SUMM

Google DeepMind achieved gold medal standard at the International Math Olympiad (IMO), a milestone AI companies have pursued for years.
The IMO is a prestigious mathematics competition for high school students, featuring six challenging problems covering algebra, geometry, and number theory.
Last year, DeepMind’s system earned a silver medal equivalent (28/42 points), mainly because its solving time far exceeded human time limits.
OpenAI also recently achieved gold medal-level performance at IMO using an experimental reasoning LLM, scoring 35/42 points.
Both DeepMind and OpenAI released solutions for the five problems they answered correctly, withholding the sixth, sparking speculation on the nature of the omitted answers.
Some observers believe DeepMind's solutions appeared more "humanlike" than OpenAI's.

This year, Google used a new approach: instead of math-specific languages or proof assistants, they utilized an advanced version of Gemini with a feature called Deep Think.
Deep Think, announced at Google I/O, focuses on generating multiple chains of thought in parallel, then evaluating which are most promising.
This approach allows the model to excel at logical, mathematical, and code-related benchmarks, as shown in updated Google I/O statistics.

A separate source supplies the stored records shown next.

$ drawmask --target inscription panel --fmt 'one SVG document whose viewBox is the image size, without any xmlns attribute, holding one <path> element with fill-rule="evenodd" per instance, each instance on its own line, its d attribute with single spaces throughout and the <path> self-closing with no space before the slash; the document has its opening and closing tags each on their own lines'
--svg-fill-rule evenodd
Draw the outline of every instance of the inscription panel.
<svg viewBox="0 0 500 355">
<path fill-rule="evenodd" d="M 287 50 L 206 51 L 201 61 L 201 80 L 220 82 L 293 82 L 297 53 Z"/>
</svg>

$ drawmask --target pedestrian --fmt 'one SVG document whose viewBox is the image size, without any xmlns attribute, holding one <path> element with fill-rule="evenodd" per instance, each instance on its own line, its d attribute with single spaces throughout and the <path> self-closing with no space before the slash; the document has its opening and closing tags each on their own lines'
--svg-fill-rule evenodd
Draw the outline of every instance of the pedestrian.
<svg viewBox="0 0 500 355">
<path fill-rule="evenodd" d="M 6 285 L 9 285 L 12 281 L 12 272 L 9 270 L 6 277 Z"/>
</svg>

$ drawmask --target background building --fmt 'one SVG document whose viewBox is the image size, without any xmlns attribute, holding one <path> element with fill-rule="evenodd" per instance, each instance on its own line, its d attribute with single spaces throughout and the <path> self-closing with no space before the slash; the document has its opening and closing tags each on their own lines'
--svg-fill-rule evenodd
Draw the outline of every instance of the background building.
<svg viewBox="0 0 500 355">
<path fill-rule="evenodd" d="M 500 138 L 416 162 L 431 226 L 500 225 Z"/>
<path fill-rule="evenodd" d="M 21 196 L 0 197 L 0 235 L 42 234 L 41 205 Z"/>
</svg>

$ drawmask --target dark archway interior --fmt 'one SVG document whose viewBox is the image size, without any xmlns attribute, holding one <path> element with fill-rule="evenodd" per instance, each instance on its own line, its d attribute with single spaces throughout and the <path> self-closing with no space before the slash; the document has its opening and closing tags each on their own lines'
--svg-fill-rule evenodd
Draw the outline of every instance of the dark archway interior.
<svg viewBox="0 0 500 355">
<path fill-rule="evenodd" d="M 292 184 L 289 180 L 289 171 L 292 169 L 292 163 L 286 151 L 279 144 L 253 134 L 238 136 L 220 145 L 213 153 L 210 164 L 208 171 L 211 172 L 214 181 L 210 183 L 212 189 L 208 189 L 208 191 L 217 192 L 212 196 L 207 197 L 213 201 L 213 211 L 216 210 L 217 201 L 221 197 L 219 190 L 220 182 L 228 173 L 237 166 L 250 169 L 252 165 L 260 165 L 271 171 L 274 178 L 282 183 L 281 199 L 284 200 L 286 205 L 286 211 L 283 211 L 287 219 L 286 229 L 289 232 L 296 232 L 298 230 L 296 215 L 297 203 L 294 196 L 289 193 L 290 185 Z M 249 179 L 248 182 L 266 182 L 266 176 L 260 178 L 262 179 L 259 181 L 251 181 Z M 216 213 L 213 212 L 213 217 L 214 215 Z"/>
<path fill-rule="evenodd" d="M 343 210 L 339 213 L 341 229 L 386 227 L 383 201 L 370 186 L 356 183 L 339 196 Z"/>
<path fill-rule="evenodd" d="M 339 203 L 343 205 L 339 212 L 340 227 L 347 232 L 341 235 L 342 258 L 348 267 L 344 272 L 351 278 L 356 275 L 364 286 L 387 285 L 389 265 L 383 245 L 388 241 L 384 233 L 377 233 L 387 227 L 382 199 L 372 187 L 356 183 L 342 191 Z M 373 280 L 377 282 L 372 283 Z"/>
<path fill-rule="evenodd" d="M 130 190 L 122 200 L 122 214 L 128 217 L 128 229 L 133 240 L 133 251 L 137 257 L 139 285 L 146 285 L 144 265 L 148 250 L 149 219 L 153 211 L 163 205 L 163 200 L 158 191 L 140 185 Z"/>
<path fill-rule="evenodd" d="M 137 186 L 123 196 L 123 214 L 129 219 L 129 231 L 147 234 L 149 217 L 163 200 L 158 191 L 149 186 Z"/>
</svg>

Using Deep Think involves inputting a problem directly; the model processes it without specialized math software or languages.
Generation of solutions can take a long time, often 10 minutes or more for difficult problems, due to the parallel reasoning strategy.
During solution generation, users may not see any progress or partial results for several minutes.
For example, solving an IMO problem took around 16 minutes to deliver a correct, step-by-step solution.
Problem-solving times are inconsistent—some tasks complete in under 10 minutes, others take longer, especially for more difficult prompts.

Deep Think demonstrates strong performance on math benchmarks like the AIM 2025 dataset.
In a sample math problem (answer: 204), the model produced a correct summary quickly, but continued "thinking" several extra minutes before outputting the final answer.
For routine usage, this means users may submit prompts and await notification due to lengthy response times.

Deep Think can also handle creative prompts, such as generating 3D scene code for a traditional Thai house (“salatai”), producing quality output using 3JS.
For game generation tasks like “Angry Birds,” the model handled incremental improvements via follow-up prompts, indicating it runs and tests some code in a sandbox-like environment.
Despite successes, Deep Think is not ideal for rapid coding iterations; its extended computation times limit practicality for many software development tasks compared to models like Gemini 2.5 Pro.

Deep Think is accessible in the Gemini app for Ultra subscribers and will be available via API (AI Studio and Google Cloud) in the near future.
Its primary strength is in deep intelligence and reasoning, but slow response times limit its everyday usability.
The need to balance speed, cost, and intelligence in future model development is emphasized as a significant ongoing challenge.